In meinen Tests, hat es bis jetzt immer gut geklappt und er hat alles ordentlich durchsucht.

WalkFileTree ist ja schon um einiges komplexer, muss ich mich erstmal einarbeiten.

Können das Anderer von Euch bestätigen, dass er beim Rekrusiven Durchsuchen auch mal in ein anderes Unterverzeichnis springt obwohl er noch nicht alle Dateien verarbeitet hat? Oder ist das eine generelle Eigenschaft von rekrusiven Suchen.

Danke.
Sven


----------



## Spacerat (27. Aug 2012)

Das dürfte OS- genauer gesagt Dateisystem abhängig sein. In Windows lässt sich das Verhalten leicht nachvollziehen. wenn man grössere Ordnerstrukturen kopiert. Anno dazumal (bis zu welcher Version das so war, weiss ich nicht) wurde nur alphabetisch sortiert kopiert, heute kopiert Windows erst alle Dateien und dann die Ordner. Mit eigenen implementationen bekommt man durchaus auch wieder das alte Verfahren hin.
Aber ob das sinnvoll ist, ist die zweite Frage: Welches Dateisystem ist wohl effizienter?

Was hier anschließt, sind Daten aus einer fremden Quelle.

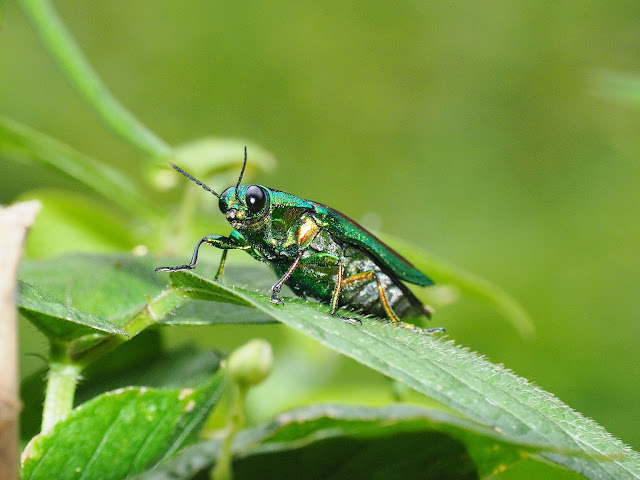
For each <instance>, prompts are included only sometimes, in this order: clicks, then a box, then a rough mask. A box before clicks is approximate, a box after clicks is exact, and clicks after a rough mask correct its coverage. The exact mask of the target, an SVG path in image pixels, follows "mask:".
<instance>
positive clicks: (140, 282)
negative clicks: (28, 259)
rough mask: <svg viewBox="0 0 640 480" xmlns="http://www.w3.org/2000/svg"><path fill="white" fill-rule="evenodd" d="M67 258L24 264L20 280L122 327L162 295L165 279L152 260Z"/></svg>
mask: <svg viewBox="0 0 640 480" xmlns="http://www.w3.org/2000/svg"><path fill="white" fill-rule="evenodd" d="M133 258H134V257H132V256H124V255H122V256H100V255H64V256H59V257H53V258H50V259H46V260H41V261H34V260H30V261H24V262H23V263H22V264H21V266H20V275H19V276H20V278H21V279H22V280H24V281H26V282H28V283H30V284H32V285H35V286H37V287H38V288H39V289H40V290H43V291H45V292H47V293H48V294H49V295H51V296H53V297H55V298H59V299H64V303H65V304H66V305H70V306H73V307H74V308H76V309H78V310H81V311H83V312H86V313H90V314H93V315H98V316H101V317H103V318H106V319H108V320H109V321H111V322H112V323H114V324H115V325H117V326H119V327H121V326H122V325H123V324H124V323H125V321H126V320H128V319H129V318H130V317H131V315H133V314H134V313H136V311H137V310H139V309H140V308H141V307H142V306H144V305H145V304H146V303H147V302H148V299H149V297H156V296H158V295H160V293H162V291H163V290H164V289H165V287H166V285H165V282H164V280H163V279H162V278H161V277H160V276H158V275H156V274H154V273H153V266H154V264H155V262H154V261H153V259H151V258H149V257H140V258H136V259H135V261H132V259H133Z"/></svg>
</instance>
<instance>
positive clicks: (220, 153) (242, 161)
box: [175, 137, 275, 177]
mask: <svg viewBox="0 0 640 480" xmlns="http://www.w3.org/2000/svg"><path fill="white" fill-rule="evenodd" d="M245 146H246V147H247V157H248V159H249V161H247V168H250V169H252V170H257V169H261V170H265V171H271V170H273V167H274V166H275V159H274V158H273V155H272V154H271V153H269V152H268V151H266V150H265V149H264V148H262V147H260V146H259V145H256V144H255V143H253V142H250V141H248V140H245V139H230V138H216V137H206V138H201V139H199V140H194V141H192V142H189V143H186V144H183V145H179V146H178V147H176V149H175V152H176V155H175V158H176V162H177V163H179V164H180V166H184V168H189V169H192V170H193V171H194V172H195V173H197V174H198V175H202V176H204V177H208V176H210V175H212V174H214V173H215V172H219V171H221V170H225V169H229V168H231V167H233V169H234V170H237V172H234V173H235V174H236V176H237V175H238V174H239V173H240V168H239V167H241V166H242V163H243V161H244V147H245Z"/></svg>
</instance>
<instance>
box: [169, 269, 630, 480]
mask: <svg viewBox="0 0 640 480" xmlns="http://www.w3.org/2000/svg"><path fill="white" fill-rule="evenodd" d="M171 277H172V282H173V283H174V284H175V285H181V286H182V287H183V288H189V289H191V290H190V292H191V294H194V293H196V292H202V291H203V290H206V289H208V290H210V292H207V293H206V294H203V295H204V296H203V298H205V297H207V296H208V297H210V296H214V295H220V296H223V295H224V296H227V295H232V296H235V297H237V298H238V299H239V301H246V302H248V303H251V304H253V305H254V306H255V307H256V308H258V309H260V310H262V311H263V312H265V313H267V314H269V315H271V316H272V317H273V318H275V319H277V320H279V321H281V322H282V323H285V324H287V325H289V326H291V327H293V328H295V329H297V330H299V331H300V332H302V333H304V334H306V335H309V336H310V337H312V338H315V339H316V340H318V341H319V342H320V343H322V344H324V345H326V346H328V347H329V348H332V349H334V350H336V351H338V352H340V353H343V354H344V355H347V356H349V357H351V358H353V359H355V360H357V361H358V362H360V363H363V364H364V365H367V366H369V367H371V368H372V369H374V370H377V371H379V372H381V373H383V374H384V375H387V376H389V377H391V378H394V379H396V380H399V381H401V382H404V383H406V384H407V385H409V386H411V387H412V388H414V389H415V390H417V391H418V392H420V393H423V394H425V395H427V396H428V397H430V398H433V399H435V400H437V401H439V402H440V403H442V404H443V405H446V406H447V407H449V408H451V409H453V410H454V411H457V412H459V413H461V414H463V415H465V416H466V417H468V418H470V419H473V420H475V421H477V422H479V423H481V424H484V425H487V426H490V427H492V428H494V429H495V431H496V432H498V433H500V434H501V435H503V437H504V440H505V441H510V442H514V443H534V444H540V445H546V446H548V447H549V448H556V449H560V450H562V451H565V452H580V454H579V455H569V454H568V453H567V454H559V453H544V454H542V455H543V456H544V457H545V458H547V459H548V460H551V461H553V462H556V463H558V464H560V465H564V466H565V467H567V468H570V469H573V470H575V471H577V472H579V473H582V474H583V475H585V476H587V477H589V478H594V479H600V478H602V479H604V478H607V479H608V478H620V479H622V478H636V479H637V478H640V454H638V453H637V452H634V451H632V450H631V449H630V448H629V447H628V446H626V445H624V444H623V443H622V442H620V441H619V440H617V439H616V438H614V437H612V436H611V435H610V434H609V433H607V432H606V431H605V430H604V429H603V428H602V427H601V426H599V425H598V424H596V423H595V422H594V421H592V420H590V419H588V418H585V417H583V416H582V415H580V414H579V413H578V412H576V411H574V410H573V409H571V408H570V407H568V406H567V405H565V404H564V403H562V402H561V401H560V400H558V399H557V398H555V397H554V396H553V395H551V394H550V393H548V392H545V391H544V390H542V389H541V388H538V387H536V386H534V385H532V384H531V383H530V382H528V381H527V380H525V379H523V378H520V377H518V376H516V375H515V374H513V373H512V372H510V371H508V370H507V369H505V368H504V367H501V366H499V365H494V364H492V363H490V362H489V361H487V360H485V359H483V358H482V357H481V356H479V355H477V354H475V353H473V352H470V351H468V350H466V349H464V348H461V347H459V346H457V345H455V344H454V343H453V342H452V341H450V340H446V339H443V338H440V337H438V336H428V335H420V334H416V333H414V332H411V331H408V330H405V329H402V328H398V327H396V326H394V325H391V324H389V323H385V322H383V321H380V320H376V319H372V318H366V317H360V318H361V320H362V326H354V325H349V324H346V323H344V322H341V321H340V320H339V319H336V318H335V317H333V316H331V315H329V314H328V309H327V307H326V306H324V305H317V304H313V303H308V302H305V301H303V300H300V299H287V300H286V301H285V304H284V305H283V306H277V305H273V304H272V303H270V301H269V297H268V296H267V295H264V294H260V293H256V292H253V291H248V290H244V289H240V288H237V287H235V288H232V287H229V286H227V285H225V284H222V283H216V282H212V281H209V280H206V279H204V278H202V277H199V276H197V275H195V274H193V273H191V272H188V273H187V272H176V273H172V274H171ZM223 290H224V292H225V293H222V291H223ZM585 457H591V458H585Z"/></svg>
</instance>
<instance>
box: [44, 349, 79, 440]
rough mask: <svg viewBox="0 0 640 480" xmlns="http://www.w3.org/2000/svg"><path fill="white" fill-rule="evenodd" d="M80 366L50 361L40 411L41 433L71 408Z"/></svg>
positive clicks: (66, 413) (78, 378)
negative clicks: (48, 376)
mask: <svg viewBox="0 0 640 480" xmlns="http://www.w3.org/2000/svg"><path fill="white" fill-rule="evenodd" d="M81 371H82V367H81V366H80V365H77V364H73V363H68V362H64V361H62V362H57V361H54V362H51V363H50V364H49V377H48V379H47V391H46V394H45V398H44V409H43V412H42V433H46V432H48V431H49V430H51V429H52V428H53V426H54V425H55V424H56V423H58V422H59V421H60V420H62V419H63V418H64V417H66V416H67V415H68V414H69V412H71V410H72V409H73V398H74V397H75V393H76V384H77V382H78V379H79V378H80V372H81Z"/></svg>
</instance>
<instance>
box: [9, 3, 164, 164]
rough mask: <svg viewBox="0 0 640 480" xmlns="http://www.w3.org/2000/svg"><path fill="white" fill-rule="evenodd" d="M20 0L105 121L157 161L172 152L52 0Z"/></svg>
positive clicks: (64, 64) (79, 87)
mask: <svg viewBox="0 0 640 480" xmlns="http://www.w3.org/2000/svg"><path fill="white" fill-rule="evenodd" d="M19 3H20V4H21V5H22V8H23V10H24V11H25V13H26V14H27V16H29V17H30V19H31V21H32V23H33V26H34V27H35V29H36V31H37V32H38V34H39V35H40V38H41V39H42V43H43V45H44V46H45V48H47V49H48V51H49V53H50V54H51V56H52V57H53V58H54V59H55V60H56V61H57V62H58V65H59V66H60V68H61V69H62V72H63V73H64V74H66V76H67V78H68V80H69V81H70V82H71V84H72V85H73V86H74V87H75V88H76V89H77V90H78V92H79V93H80V94H81V95H82V96H83V97H84V98H85V99H86V100H87V101H88V102H89V105H91V106H92V107H93V108H94V109H95V110H96V111H97V112H98V114H99V115H100V117H101V119H102V121H103V122H105V124H106V125H107V126H108V127H109V128H111V130H113V131H114V132H115V133H117V134H118V135H120V136H121V137H122V138H124V139H125V140H127V141H128V142H129V143H131V144H132V145H134V146H136V147H138V148H139V149H141V150H142V151H143V152H145V153H147V154H148V155H150V156H151V157H154V158H156V159H158V160H157V161H158V162H160V161H163V160H162V159H163V157H167V156H169V155H170V154H171V148H170V147H169V146H168V145H167V144H166V143H165V142H164V141H163V140H161V139H160V138H159V137H158V136H157V135H155V134H154V133H153V132H152V131H151V130H149V129H148V128H147V127H146V126H144V125H143V124H142V123H140V122H139V121H138V120H137V119H136V118H135V117H134V116H133V114H131V113H130V112H129V111H128V110H127V109H126V108H125V107H124V106H123V105H122V104H121V103H120V102H118V100H117V99H116V98H115V97H114V96H113V95H112V94H111V92H110V91H109V89H108V88H107V87H106V85H105V84H104V83H103V82H102V80H101V79H100V77H99V76H98V75H97V74H96V72H94V71H93V69H92V68H91V65H90V64H89V62H88V61H87V59H86V58H85V57H84V55H83V54H82V52H81V51H80V48H79V47H78V46H77V45H76V43H75V42H74V40H73V38H72V37H71V35H69V33H68V32H67V30H66V28H65V26H64V24H63V23H62V21H61V20H60V18H58V15H57V14H56V12H55V10H54V9H53V6H52V5H51V3H50V2H48V1H44V0H40V1H34V0H21V1H20V2H19Z"/></svg>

Eines, welches die Verzeichnisse als Node-Tree verwaltet und in den einzelnen Nodes nur noch Dateiverweise hält oder eines, welches Pfadnamenteile in Clustern ablegt, wo die einzelnen Einträge noch mindestens ein Flag mehr (isDirectory) benötigen?


----------



## Mujahiddin (27. Aug 2012)

Ich würde mich grundsätzlich nicht darauf verlassen, dass er die Dateien vor den Verzeichnissen auflistet (bei File#list / File#listFiles)... Und selbst wenn es heute in (fast) allen Implementationen der Fall ist, wird ein Leser des Codes schnell verwirrt!

Auch bei walkFileTree scheint es nicht sichergestellt zu sein, dass zuerst die normalen Dateien kommen.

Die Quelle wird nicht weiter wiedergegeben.